グリーン産業ガスそのものの品質は従来の産業ガス製品と変わらず、代替として利用してもらうことで、ユーザーのサプライチェーン(供給網)全体のGHG排出量「スコープ3」の削減に貢献する。脱炭素社会への転換過程を新たなマーケットとして捉え、グループシナジーを最大限活用し、事業拡大を図るとともに、各種製品・サービスの需要動向に応じたカーボンニュートラル化も積極的に推し進めていく。
水素は石油精製時の水素化脱硫や化学原料などとして利用される。液体水素は燃料電池自動車(FCV)の燃料として利用が広がっている。水素をFCVに充填する「水素ステーション」の設置が国内外で進められている。また国内では水素エネルギーの利活用拡大に向けたサプライチェーンを構築する動きもあり「水素社会」実現への準備が着々と進められている。
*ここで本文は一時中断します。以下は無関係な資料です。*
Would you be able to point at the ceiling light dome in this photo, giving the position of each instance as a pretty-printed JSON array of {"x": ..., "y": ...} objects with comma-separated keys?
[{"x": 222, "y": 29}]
トヨタ自動車と岩谷産業は、既存の水素ステーションを活用し、トヨタが開発中の水素エンジン車に液体水素を充填する実証実験を行った。両社が共同開発した液体水素貯槽から直接液体水素を充填できる装置を利用。既存水素ステーションから気体水素・液体水素のどちらも充填できることを確認した。水素を燃料とする自動車の普及を見据え、インフラ側を整備する。(2024年10月25日付、日刊工業新聞)
産ガス出荷、総じて堅調
2024年度上期は電子材料ガスの販売復調や、主要ユーザーである鉄鋼、非鉄、金属加工向けの需要が底堅く推移したことなどにより、主要産業ガスの出荷は総じて堅調に推移した。
日本産業・医療ガス協会(JIMGA)の調べによると、24年度上期(24年4-9月)の主要産業ガスの販売量(液化、パイプ圧送、ボンベ詰の合計)は、窒素が前年同期比13%増の26億1134万立方メートル、酸素は同8%減の7億465万立方メートル、アルゴンは同3%減の9440万立方メートルだった。窒素は23年度上期(23年4-9月)以降、3半期連続で前年同期比プラス。酸素は22年度下期(22年10月ー23年3月)以降、4半期連続で8億立方メートルを下回っている。アルゴンは22年度下期(同)以来、4四半期連続で前年同期比マイナスとなった。